Realitasnya, sudah banyak kasus
dana bansos yang telah diproses penegak hukum. KPK melansir, sampai 2012
sedikitnya 20 kasus korupsi dana bansos ditangani KPK di tingkat
penyelidikan dan penyidikan. Baik Kejaksaan maupun Kepolisian—dalam catatan
Indonesia Corruption Watch—sejak
2007-2012 telah menangani sedikitnya 120 kasus korupsi dana bansos di
seluruh Indonesia. Dana bansos yang dikorupsi mulai dari jutaan rupiah
hingga ratusan miliar rupiah. Sebagian pelaku bahkan telah dihukum bersalah
dan dijebloskan ke penjara.
Sementara dari aspek pencegahan,
setidaknya ada dua alternatif yang bisa dipilih untuk menghindari
terjadinya korupsi dana bansos di masa mendatang. Pertama, penghapusan
alokasi dana bansos dalam anggaran daerah dan nasional. Usulan ini pernah
dilontarkan BPK pada 2011 karena seringnya lembaga ini menemukan penyaluran
bantuan sosial di daerah yang sebagian besar tidak jelas
pertanggungjawabannya.

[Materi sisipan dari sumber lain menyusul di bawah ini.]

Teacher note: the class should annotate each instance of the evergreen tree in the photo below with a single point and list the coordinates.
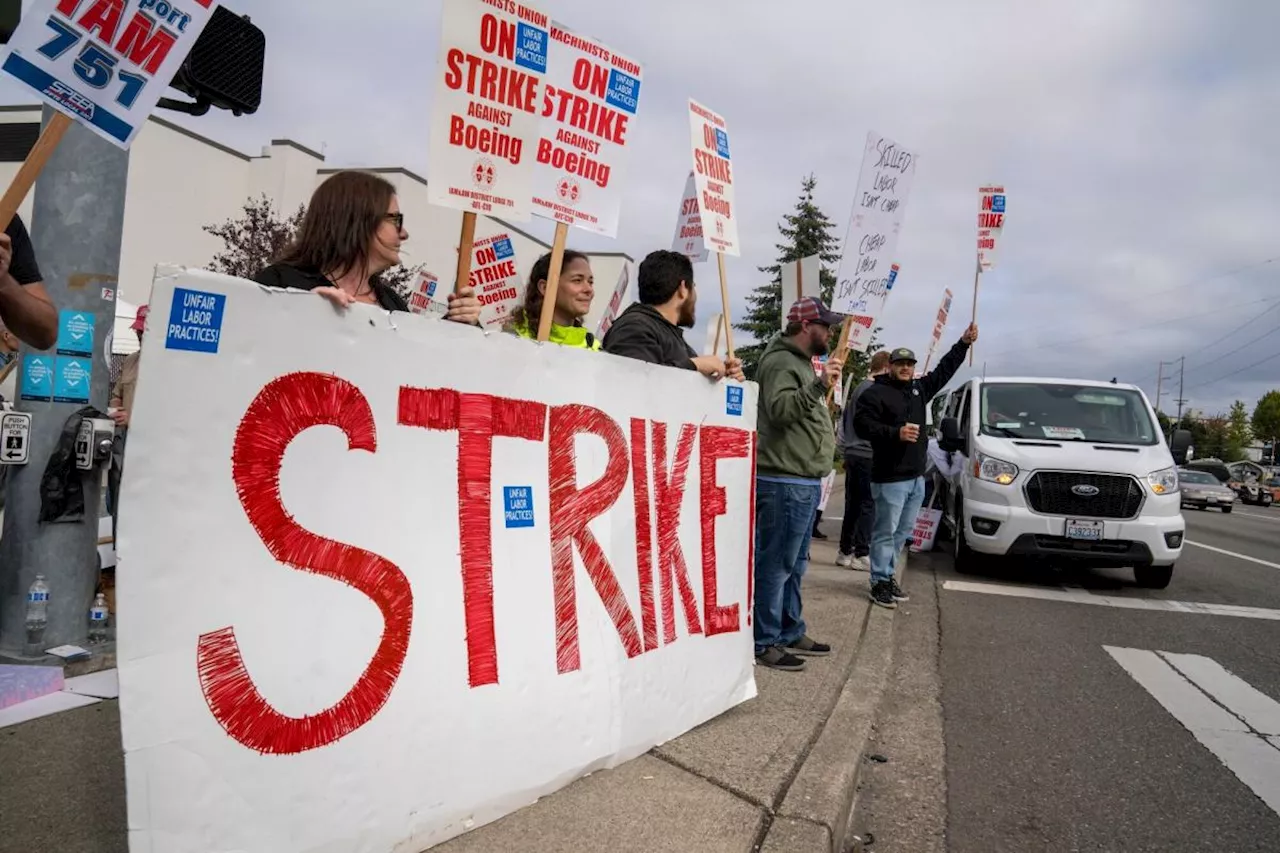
(807, 231)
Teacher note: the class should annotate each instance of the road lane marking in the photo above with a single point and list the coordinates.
(1082, 597)
(1232, 553)
(1246, 752)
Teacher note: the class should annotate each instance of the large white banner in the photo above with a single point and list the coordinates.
(867, 270)
(105, 63)
(689, 226)
(488, 96)
(991, 224)
(586, 132)
(713, 176)
(374, 592)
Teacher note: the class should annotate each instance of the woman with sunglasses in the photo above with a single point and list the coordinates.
(351, 233)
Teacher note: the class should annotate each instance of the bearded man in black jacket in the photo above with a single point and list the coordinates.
(891, 415)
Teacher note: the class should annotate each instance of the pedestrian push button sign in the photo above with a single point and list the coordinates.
(195, 320)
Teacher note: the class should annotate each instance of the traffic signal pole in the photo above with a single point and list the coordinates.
(76, 229)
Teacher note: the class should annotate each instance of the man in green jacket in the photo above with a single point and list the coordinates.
(796, 448)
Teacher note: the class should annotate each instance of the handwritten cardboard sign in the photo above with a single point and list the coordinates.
(488, 96)
(426, 593)
(867, 273)
(991, 224)
(588, 127)
(713, 177)
(105, 63)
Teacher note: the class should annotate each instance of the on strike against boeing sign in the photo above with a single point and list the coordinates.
(484, 123)
(105, 62)
(385, 652)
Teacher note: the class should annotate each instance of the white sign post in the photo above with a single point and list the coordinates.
(549, 571)
(867, 270)
(689, 226)
(713, 178)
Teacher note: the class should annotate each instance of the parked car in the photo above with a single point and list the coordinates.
(1202, 491)
(1064, 469)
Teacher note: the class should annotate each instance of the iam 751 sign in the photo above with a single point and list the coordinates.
(105, 62)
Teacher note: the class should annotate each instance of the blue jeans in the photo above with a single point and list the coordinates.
(784, 524)
(896, 507)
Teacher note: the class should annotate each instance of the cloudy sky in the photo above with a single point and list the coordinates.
(1139, 141)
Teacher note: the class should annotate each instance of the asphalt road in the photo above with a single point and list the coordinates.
(1051, 742)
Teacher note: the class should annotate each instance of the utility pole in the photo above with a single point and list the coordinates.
(76, 229)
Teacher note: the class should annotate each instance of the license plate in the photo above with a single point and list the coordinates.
(1087, 530)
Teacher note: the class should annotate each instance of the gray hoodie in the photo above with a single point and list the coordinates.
(849, 441)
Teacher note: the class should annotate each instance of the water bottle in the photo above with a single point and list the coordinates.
(97, 615)
(37, 614)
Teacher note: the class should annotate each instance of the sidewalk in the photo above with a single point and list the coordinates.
(776, 774)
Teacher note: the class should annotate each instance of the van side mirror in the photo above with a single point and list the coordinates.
(952, 439)
(1179, 443)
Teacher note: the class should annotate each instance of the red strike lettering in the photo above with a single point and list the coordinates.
(142, 42)
(713, 167)
(713, 445)
(668, 495)
(283, 410)
(571, 509)
(572, 109)
(490, 81)
(478, 419)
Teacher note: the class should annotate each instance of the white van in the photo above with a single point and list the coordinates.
(1063, 469)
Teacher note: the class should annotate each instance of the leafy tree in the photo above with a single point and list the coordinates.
(1266, 416)
(807, 231)
(1237, 432)
(260, 235)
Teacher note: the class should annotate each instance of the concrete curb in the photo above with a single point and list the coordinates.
(817, 810)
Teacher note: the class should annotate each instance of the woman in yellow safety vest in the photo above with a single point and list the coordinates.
(572, 301)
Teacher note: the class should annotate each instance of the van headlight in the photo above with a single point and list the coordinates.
(995, 470)
(1164, 482)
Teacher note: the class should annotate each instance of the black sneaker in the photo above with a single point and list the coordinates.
(882, 594)
(807, 647)
(776, 658)
(899, 593)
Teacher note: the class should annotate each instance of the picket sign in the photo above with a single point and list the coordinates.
(371, 597)
(104, 64)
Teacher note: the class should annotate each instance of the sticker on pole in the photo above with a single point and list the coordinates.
(488, 95)
(76, 332)
(14, 438)
(713, 176)
(105, 63)
(593, 94)
(195, 320)
(37, 378)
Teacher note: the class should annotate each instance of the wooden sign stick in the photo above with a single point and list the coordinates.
(32, 167)
(728, 327)
(977, 276)
(544, 322)
(466, 245)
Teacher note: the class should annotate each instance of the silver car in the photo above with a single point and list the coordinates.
(1203, 491)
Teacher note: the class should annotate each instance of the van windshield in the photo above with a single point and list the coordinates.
(1066, 413)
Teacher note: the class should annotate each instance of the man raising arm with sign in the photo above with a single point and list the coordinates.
(24, 306)
(650, 329)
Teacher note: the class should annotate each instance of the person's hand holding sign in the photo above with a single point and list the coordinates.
(464, 306)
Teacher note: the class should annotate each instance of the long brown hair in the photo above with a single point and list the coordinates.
(342, 218)
(530, 311)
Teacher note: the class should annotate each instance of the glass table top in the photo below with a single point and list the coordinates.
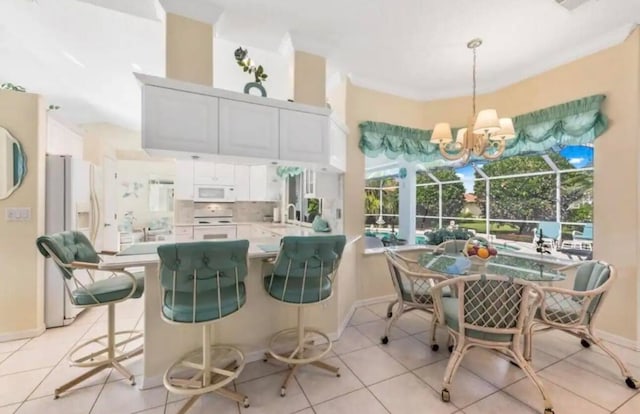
(502, 264)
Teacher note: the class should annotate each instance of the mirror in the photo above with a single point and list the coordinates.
(13, 164)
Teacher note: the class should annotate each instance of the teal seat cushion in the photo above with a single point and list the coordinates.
(422, 295)
(450, 306)
(109, 290)
(207, 306)
(315, 289)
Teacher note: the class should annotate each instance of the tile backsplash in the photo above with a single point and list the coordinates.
(253, 210)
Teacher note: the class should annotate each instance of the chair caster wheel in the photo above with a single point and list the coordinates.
(632, 383)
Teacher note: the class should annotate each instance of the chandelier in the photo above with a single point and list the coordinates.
(485, 134)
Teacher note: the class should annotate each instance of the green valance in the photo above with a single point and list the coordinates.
(577, 122)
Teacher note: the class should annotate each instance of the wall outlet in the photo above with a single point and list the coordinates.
(17, 213)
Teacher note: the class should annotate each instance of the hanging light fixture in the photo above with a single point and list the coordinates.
(485, 134)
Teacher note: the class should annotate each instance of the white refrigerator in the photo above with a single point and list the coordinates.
(71, 204)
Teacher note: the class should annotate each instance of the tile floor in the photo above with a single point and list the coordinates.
(402, 377)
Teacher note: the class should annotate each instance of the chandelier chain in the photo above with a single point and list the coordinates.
(474, 81)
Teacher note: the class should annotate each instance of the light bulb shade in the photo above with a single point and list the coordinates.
(441, 133)
(462, 132)
(486, 122)
(506, 131)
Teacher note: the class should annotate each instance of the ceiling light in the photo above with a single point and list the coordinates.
(73, 59)
(485, 134)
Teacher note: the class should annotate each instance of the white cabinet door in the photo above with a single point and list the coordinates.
(303, 137)
(243, 183)
(225, 174)
(179, 121)
(183, 189)
(265, 183)
(248, 130)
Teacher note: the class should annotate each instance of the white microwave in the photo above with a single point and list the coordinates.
(214, 193)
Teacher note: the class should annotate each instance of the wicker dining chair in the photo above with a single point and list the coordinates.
(489, 312)
(412, 284)
(574, 311)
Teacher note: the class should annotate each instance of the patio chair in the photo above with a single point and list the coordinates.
(586, 234)
(490, 312)
(550, 233)
(574, 311)
(412, 284)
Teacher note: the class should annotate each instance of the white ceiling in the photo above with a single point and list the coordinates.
(81, 56)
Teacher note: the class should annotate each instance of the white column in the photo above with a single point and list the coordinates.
(407, 205)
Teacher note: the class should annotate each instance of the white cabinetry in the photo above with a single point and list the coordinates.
(244, 231)
(248, 130)
(265, 183)
(173, 120)
(303, 137)
(243, 183)
(183, 233)
(320, 185)
(209, 173)
(183, 189)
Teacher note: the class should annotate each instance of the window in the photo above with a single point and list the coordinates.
(306, 209)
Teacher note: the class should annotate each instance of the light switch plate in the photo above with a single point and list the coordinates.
(17, 213)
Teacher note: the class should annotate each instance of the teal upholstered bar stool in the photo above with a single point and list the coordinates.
(203, 282)
(302, 275)
(73, 253)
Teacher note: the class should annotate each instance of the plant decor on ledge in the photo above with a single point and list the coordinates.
(248, 66)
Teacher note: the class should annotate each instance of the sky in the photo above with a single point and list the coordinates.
(578, 156)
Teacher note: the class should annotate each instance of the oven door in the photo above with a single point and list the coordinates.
(208, 193)
(214, 232)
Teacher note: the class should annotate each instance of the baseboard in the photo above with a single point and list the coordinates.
(29, 333)
(619, 340)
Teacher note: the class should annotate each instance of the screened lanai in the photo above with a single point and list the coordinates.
(542, 184)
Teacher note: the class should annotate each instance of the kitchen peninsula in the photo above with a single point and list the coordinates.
(251, 328)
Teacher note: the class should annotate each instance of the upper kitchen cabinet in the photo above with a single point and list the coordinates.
(248, 129)
(182, 119)
(304, 137)
(177, 121)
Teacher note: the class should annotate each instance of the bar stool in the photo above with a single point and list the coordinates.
(202, 282)
(72, 252)
(302, 275)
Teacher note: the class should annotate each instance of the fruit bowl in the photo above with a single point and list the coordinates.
(479, 248)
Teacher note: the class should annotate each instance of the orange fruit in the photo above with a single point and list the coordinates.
(483, 252)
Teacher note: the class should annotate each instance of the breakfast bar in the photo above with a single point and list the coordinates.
(250, 329)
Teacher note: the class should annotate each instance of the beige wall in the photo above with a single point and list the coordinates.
(189, 50)
(21, 266)
(613, 72)
(309, 79)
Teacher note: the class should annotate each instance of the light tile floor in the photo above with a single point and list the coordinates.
(402, 377)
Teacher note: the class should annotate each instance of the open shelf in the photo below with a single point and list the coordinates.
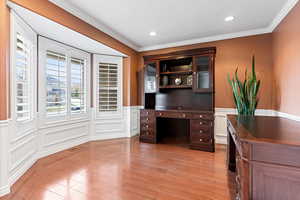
(175, 86)
(177, 72)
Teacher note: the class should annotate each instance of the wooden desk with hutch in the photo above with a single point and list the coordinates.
(265, 153)
(191, 100)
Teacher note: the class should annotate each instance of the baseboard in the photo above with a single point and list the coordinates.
(103, 136)
(14, 178)
(63, 147)
(4, 190)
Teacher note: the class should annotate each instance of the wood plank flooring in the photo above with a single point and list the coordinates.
(125, 169)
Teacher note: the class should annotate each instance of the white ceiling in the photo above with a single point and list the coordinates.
(42, 25)
(178, 22)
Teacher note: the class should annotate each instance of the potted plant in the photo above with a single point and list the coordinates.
(245, 93)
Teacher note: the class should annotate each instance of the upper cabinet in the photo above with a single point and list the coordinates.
(150, 74)
(190, 69)
(203, 73)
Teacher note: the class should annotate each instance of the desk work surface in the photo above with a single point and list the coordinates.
(266, 129)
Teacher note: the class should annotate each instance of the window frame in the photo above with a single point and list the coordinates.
(97, 58)
(45, 45)
(19, 26)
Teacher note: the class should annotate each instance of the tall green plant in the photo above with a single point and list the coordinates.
(245, 93)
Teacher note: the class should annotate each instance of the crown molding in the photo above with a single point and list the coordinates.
(207, 39)
(93, 21)
(289, 5)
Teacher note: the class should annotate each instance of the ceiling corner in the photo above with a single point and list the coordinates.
(94, 22)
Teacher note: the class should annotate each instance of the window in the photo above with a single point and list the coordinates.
(22, 76)
(108, 87)
(78, 88)
(56, 76)
(64, 74)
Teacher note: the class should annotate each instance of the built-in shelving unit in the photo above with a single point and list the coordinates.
(178, 97)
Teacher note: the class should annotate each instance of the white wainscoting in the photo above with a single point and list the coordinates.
(120, 126)
(4, 154)
(20, 149)
(221, 121)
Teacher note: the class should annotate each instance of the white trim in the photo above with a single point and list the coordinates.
(94, 22)
(45, 45)
(233, 111)
(4, 190)
(206, 39)
(289, 5)
(91, 20)
(288, 116)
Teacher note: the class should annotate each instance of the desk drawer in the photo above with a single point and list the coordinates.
(147, 113)
(177, 115)
(203, 116)
(147, 120)
(201, 139)
(199, 124)
(147, 127)
(147, 133)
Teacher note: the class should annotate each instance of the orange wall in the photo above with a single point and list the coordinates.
(4, 59)
(59, 15)
(234, 53)
(286, 51)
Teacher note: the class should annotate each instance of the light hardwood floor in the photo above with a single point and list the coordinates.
(125, 169)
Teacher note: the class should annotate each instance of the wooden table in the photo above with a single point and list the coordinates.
(265, 153)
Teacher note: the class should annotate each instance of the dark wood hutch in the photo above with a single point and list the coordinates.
(179, 86)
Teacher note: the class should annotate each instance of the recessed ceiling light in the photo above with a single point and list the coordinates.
(152, 33)
(229, 18)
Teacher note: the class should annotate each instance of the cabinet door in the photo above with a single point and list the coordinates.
(202, 73)
(150, 81)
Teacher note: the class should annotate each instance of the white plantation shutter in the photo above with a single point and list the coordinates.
(56, 75)
(78, 88)
(108, 87)
(23, 68)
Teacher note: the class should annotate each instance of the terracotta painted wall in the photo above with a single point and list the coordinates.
(59, 15)
(4, 60)
(286, 51)
(234, 53)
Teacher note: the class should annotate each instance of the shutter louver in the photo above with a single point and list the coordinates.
(77, 86)
(56, 76)
(22, 78)
(108, 87)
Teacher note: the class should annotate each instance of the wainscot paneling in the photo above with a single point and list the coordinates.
(20, 149)
(221, 120)
(61, 137)
(4, 154)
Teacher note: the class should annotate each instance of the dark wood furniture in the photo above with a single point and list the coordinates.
(191, 99)
(265, 153)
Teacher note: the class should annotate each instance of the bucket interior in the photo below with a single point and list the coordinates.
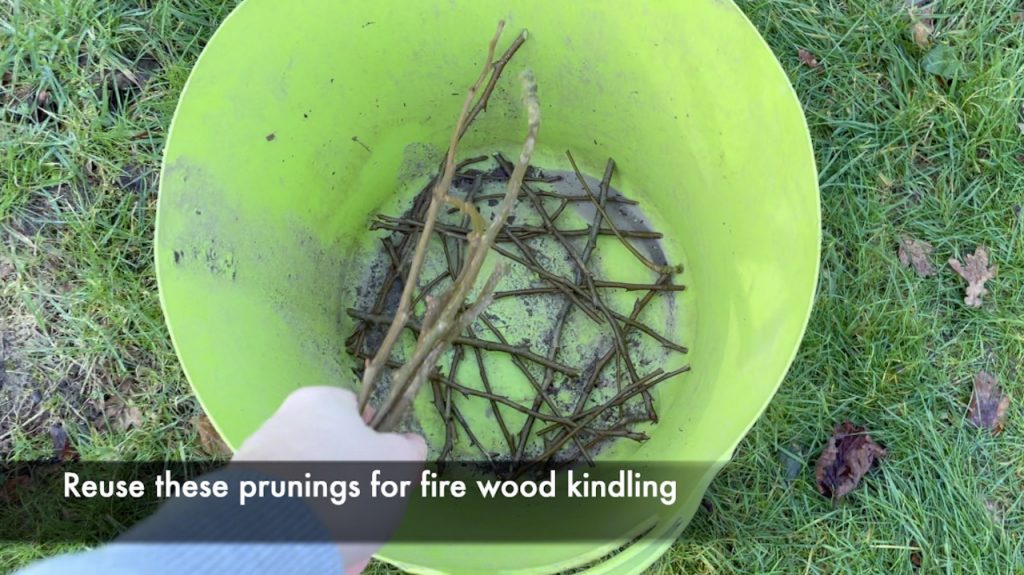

BPK merekomendasikan pos anggaran bantuan sosial
dihapus dan diganti dengan metode lain.
Kedua, menghentikan sementara
(moratorium) penyaluran dana bansos, terutama di daerah yang akan menggelar
pilkada. Langkah ini diharapkan dapat mencegah terulangnya kembali
penyalahgunaan dana bansos dan menjamin proses pilkada berjalan secara
lebih fair.
Pada masa moratorium, pemerintah
sebaiknya menindaklanjuti hasil kajian KPK tentang dana bansos, khususnya
pada bidang regulasi dan tata laksana. Pemerintah perlu melakukan revisi
terhadap Permendagri Nomor 32 Tahun 2011, termasuk perubahannya yang saat
ini menjadi pedoman dalam pengelolaan dana bansos. Regulasi tersebut masih
dinilai lemah dari aspek transparansi dan akuntabilitas serta masih membuka
peluang bagi legalisasi korupsi dana bansos.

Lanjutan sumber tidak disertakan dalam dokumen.